An interior ministry official said Iraq wanted to contact the embassies of the women and children and discuss their return conditions, adding that they can’t keep this number in their custody for a long time.

Army Lieutenant Colonel Salah Kareem declared that so far there are at least 13 nationalities among the women.

Aid workers and authorities are worried about tensions between Iraqis who lost their living in the camp after they lost their homes and the new arrivals.

An Iraqi military intelligence officer declared that they are keeping the families in the camp for their own safety especially that many Iraqis seek revenge for the harsh treatment they received under ISIS control.

The Norwegian Refugee Council (NRC), which supports 541 women and their children, announced that Iraq must swiftly move to clarify its future plans for these individuals.

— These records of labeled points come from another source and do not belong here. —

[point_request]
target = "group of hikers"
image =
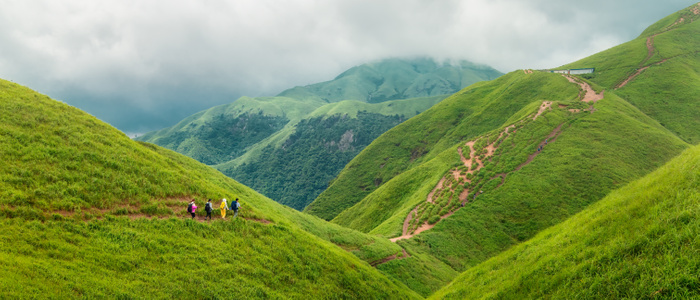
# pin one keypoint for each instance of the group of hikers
(235, 205)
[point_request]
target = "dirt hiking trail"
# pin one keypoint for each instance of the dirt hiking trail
(475, 162)
(643, 66)
(177, 205)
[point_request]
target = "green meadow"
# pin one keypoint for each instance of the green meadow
(87, 212)
(639, 242)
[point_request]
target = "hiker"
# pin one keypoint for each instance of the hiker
(208, 208)
(191, 208)
(224, 208)
(234, 206)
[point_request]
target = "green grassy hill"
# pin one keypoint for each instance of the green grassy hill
(664, 65)
(590, 155)
(639, 242)
(473, 111)
(393, 79)
(290, 146)
(536, 172)
(87, 212)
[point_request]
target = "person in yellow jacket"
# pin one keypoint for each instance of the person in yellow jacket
(224, 208)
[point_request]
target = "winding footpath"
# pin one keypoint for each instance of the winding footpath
(473, 163)
(651, 50)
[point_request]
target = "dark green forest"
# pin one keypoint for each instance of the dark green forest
(310, 158)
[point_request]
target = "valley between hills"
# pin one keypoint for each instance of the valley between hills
(399, 179)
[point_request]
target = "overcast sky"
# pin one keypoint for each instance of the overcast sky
(144, 65)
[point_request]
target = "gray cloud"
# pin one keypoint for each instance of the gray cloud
(144, 65)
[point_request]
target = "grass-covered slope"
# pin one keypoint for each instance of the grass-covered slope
(639, 242)
(473, 111)
(293, 128)
(658, 72)
(393, 79)
(590, 150)
(588, 156)
(87, 212)
(317, 148)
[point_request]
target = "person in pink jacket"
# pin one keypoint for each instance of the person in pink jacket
(192, 208)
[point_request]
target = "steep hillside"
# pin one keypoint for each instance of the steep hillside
(289, 147)
(493, 165)
(79, 198)
(659, 72)
(473, 111)
(638, 242)
(490, 192)
(393, 79)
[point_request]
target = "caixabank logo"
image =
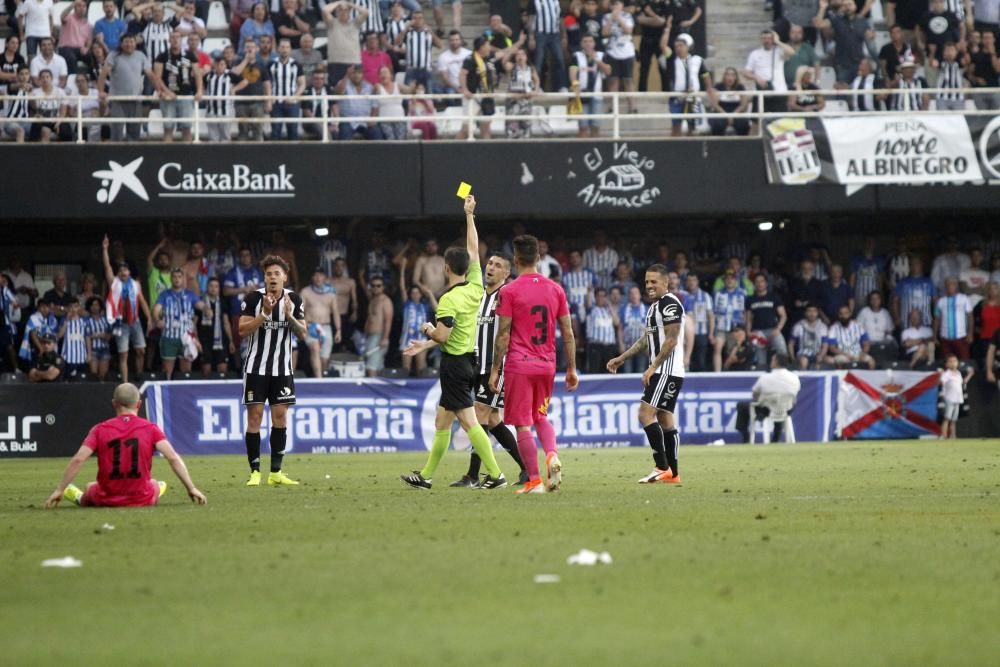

In a statement issued, NRC declared that it is imperative that these individuals are able to access protection, assistance, and information.

“They are in de-facto detention,” the statement added.

Western officials are worried that radicalized fighters and their relatives will return to their home countries after the collapse of ISIS. Meanwhile, French officials indicated they would prefer for any ISIS-affiliated citizens to be prosecuted in Iraq.

Last month, a French diplomatic source told Reuters that the general philosophy is that adults should go on trial in Iraq, while children would benefit from judicial and social services in France.

A French woman of Algerian origins, 27, said that even her mother doesn’t know where she was. She said she had been tricked by her husband into coming with him to Iraq through Turkey and Syria when he joined ISIS last year.

Holding her infant, the woman asked to remain anonymous, said her husband had told her they were going for a vacation week in Turkey and had already bought the plane tickets and made hotel reservations.

After four months in Mosul, she ran away from her husband to Tal Afar in February. She was hoping to make it back to France but he found her and would not let her leave.

She tearfully recounted how her five-year-old son was killed in June by a rocket while playing on the streets.

The woman said she doesn’t care anymore whether her husband is dead or alive.

After walking for days, she and a few other families surrendered at a Peshmerga checkpoint near al-Ayadiyah, a town near Tal Afar.

Kurdish officials said dozens of fighters surrendered after the fall of Tal Afar without adding further details. A Tal Afar resident said that during the final days of the battle he had seen between 70 and 80 fighters fleeing the town.